Combien de chauffeurs, combien de livreurs ont été contaminés pour avoir continué à travailler malgré le confinement et ce, sans aucune garantie du point de vue sanitaire.
Depuis le déconfinement, certaines plateformes semblent vouloir exercer une vigilance accrue en matière de respect de la distanciation sociale, confirmant en cela le pouvoir de direction qu’elles détiennent sur leurs chauffeurs ou leurs livreurs.
Ainsi, Uber a communiqué sur la mise en place aux frais de l’entreprise de parois en plastique à l’intérieur des véhicules et la fourniture de gel et de masque à ses chauffeurs.
L’objet du présent amendement est de faire appliquer le devoir de vigilance, inscrit dans le droit français depuis les lois de 2014 et 2017, aux plateformes numériques qui emploient des travailleurs supposés indépendants mais également d’imposer le respect de ce principe aux donneurs d’ordre de ces plateformes.
Cette exigence est d’autant plus importante que
Carrefour, par exemple, vient d’annoncer pendant le confinement un partenariat avec Uber Eats pour la livraison de ses clients à domicile.

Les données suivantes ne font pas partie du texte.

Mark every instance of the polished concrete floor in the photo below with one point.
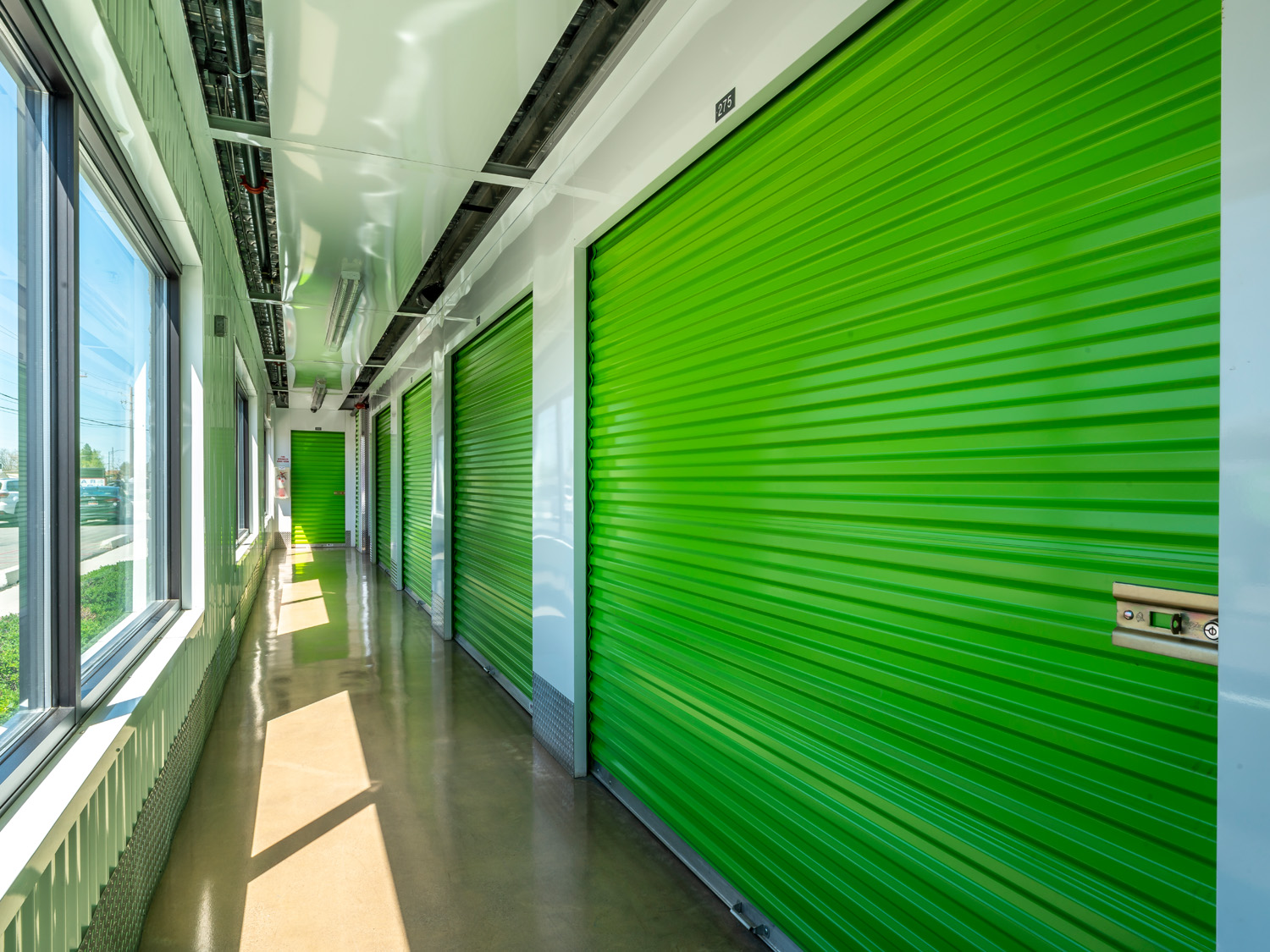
(367, 786)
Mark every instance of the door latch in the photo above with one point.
(1166, 622)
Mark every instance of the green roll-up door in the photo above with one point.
(493, 414)
(384, 489)
(417, 490)
(317, 487)
(886, 390)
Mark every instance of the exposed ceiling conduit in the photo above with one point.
(243, 103)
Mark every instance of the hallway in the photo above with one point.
(367, 786)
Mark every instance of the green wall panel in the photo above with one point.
(493, 462)
(384, 489)
(886, 390)
(55, 899)
(317, 487)
(417, 490)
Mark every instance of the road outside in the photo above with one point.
(91, 541)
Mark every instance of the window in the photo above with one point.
(121, 385)
(89, 504)
(25, 642)
(244, 464)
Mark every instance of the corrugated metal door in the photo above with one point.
(384, 490)
(417, 490)
(317, 487)
(493, 415)
(886, 390)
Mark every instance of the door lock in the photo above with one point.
(1166, 622)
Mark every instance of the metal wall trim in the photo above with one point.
(749, 916)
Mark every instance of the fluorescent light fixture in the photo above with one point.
(319, 393)
(348, 289)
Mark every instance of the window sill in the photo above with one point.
(41, 817)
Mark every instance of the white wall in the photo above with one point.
(1244, 701)
(284, 423)
(652, 118)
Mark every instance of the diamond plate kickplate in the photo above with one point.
(553, 721)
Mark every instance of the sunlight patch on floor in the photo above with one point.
(312, 763)
(335, 893)
(301, 591)
(297, 616)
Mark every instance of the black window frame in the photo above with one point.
(75, 124)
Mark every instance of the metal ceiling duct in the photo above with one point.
(228, 41)
(348, 289)
(591, 45)
(244, 107)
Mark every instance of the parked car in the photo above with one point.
(9, 498)
(102, 504)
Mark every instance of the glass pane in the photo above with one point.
(25, 647)
(119, 490)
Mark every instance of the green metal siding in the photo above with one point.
(417, 490)
(886, 390)
(52, 903)
(317, 487)
(493, 462)
(384, 490)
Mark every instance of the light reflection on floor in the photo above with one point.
(324, 878)
(367, 786)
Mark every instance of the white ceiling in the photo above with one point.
(383, 113)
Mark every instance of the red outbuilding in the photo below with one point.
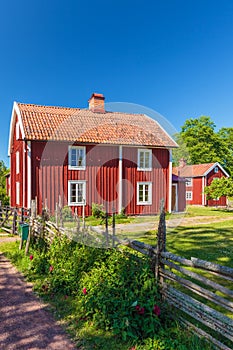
(85, 156)
(197, 177)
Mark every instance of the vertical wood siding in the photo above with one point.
(50, 176)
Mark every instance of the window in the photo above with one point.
(17, 162)
(17, 193)
(189, 181)
(76, 192)
(189, 195)
(144, 159)
(144, 193)
(77, 157)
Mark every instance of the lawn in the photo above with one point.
(202, 237)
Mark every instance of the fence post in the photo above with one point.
(22, 214)
(113, 227)
(60, 211)
(0, 210)
(14, 223)
(161, 242)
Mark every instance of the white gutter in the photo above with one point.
(170, 183)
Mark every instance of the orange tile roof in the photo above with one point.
(83, 125)
(192, 170)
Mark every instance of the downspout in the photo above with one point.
(120, 181)
(29, 174)
(203, 194)
(23, 179)
(170, 182)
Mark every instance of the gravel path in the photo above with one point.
(25, 324)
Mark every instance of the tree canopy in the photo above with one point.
(200, 143)
(219, 187)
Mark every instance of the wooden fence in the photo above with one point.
(10, 218)
(201, 291)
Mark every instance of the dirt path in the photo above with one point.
(25, 324)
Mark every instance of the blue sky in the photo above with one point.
(172, 56)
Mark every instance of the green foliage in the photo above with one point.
(67, 213)
(3, 196)
(119, 294)
(199, 143)
(219, 187)
(98, 211)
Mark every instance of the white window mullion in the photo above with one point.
(77, 157)
(145, 159)
(76, 192)
(144, 193)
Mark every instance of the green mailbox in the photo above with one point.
(23, 231)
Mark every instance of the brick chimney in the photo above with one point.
(182, 163)
(96, 103)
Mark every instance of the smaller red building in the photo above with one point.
(197, 177)
(178, 193)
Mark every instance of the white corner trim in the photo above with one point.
(120, 180)
(213, 166)
(170, 182)
(15, 112)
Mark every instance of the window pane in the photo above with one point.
(73, 193)
(146, 188)
(73, 157)
(80, 193)
(141, 161)
(80, 157)
(147, 160)
(140, 193)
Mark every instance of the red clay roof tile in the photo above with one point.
(192, 170)
(83, 125)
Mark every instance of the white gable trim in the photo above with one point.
(213, 166)
(15, 112)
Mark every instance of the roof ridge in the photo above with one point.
(46, 106)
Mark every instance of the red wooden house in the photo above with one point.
(86, 156)
(197, 178)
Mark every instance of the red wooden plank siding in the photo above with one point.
(158, 176)
(51, 175)
(222, 201)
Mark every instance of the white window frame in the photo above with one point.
(76, 182)
(189, 181)
(144, 202)
(77, 167)
(17, 193)
(17, 162)
(189, 195)
(17, 129)
(144, 152)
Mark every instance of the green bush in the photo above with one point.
(98, 211)
(120, 294)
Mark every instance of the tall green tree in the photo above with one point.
(219, 187)
(199, 139)
(226, 135)
(3, 171)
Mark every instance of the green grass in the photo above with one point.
(208, 241)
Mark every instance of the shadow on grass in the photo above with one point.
(212, 244)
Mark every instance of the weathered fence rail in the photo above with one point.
(201, 291)
(10, 218)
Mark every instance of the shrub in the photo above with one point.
(98, 211)
(67, 213)
(121, 295)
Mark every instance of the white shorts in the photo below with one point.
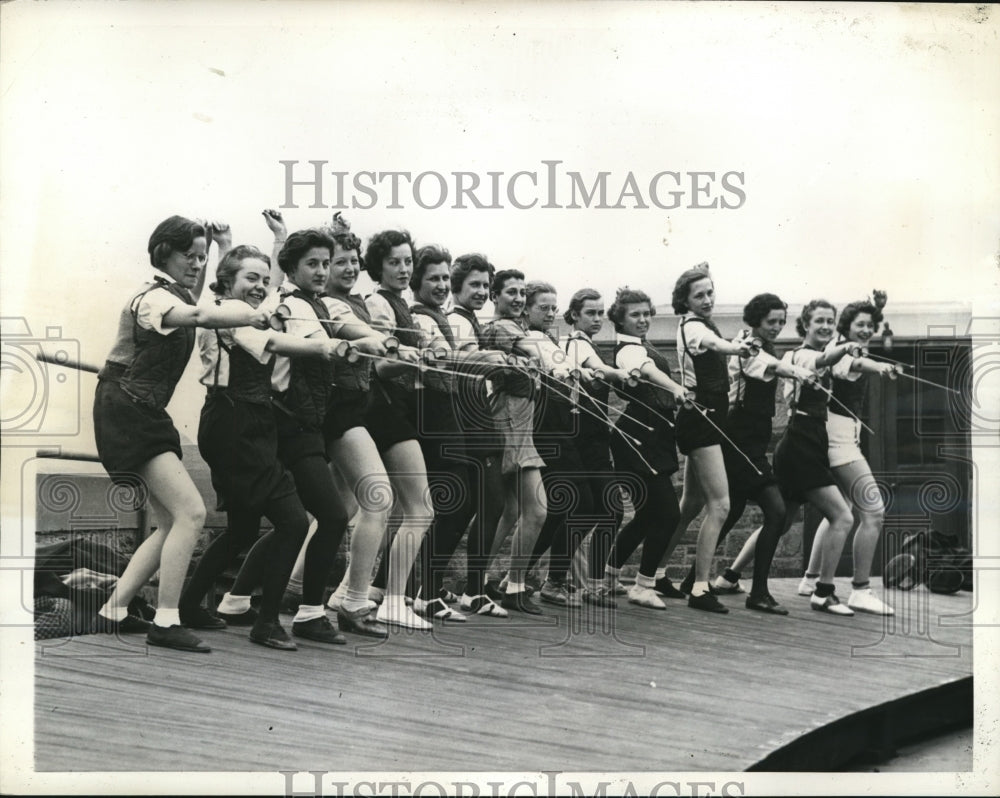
(844, 434)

De même, la SNCF développe sous marque blanche un système de réservation préalable de VTC et le Sénat possède son propre système de réservation via LeCab.
Il est donc indispensable de s’assurer que ces grandes entreprises ou ces institutions exercent bien leur devoir de vigilance pour que l’ensemble des règles de droit du travail, notamment en matière sanitaire, soient respectés par les travailleurs qui effectuent le service demandé.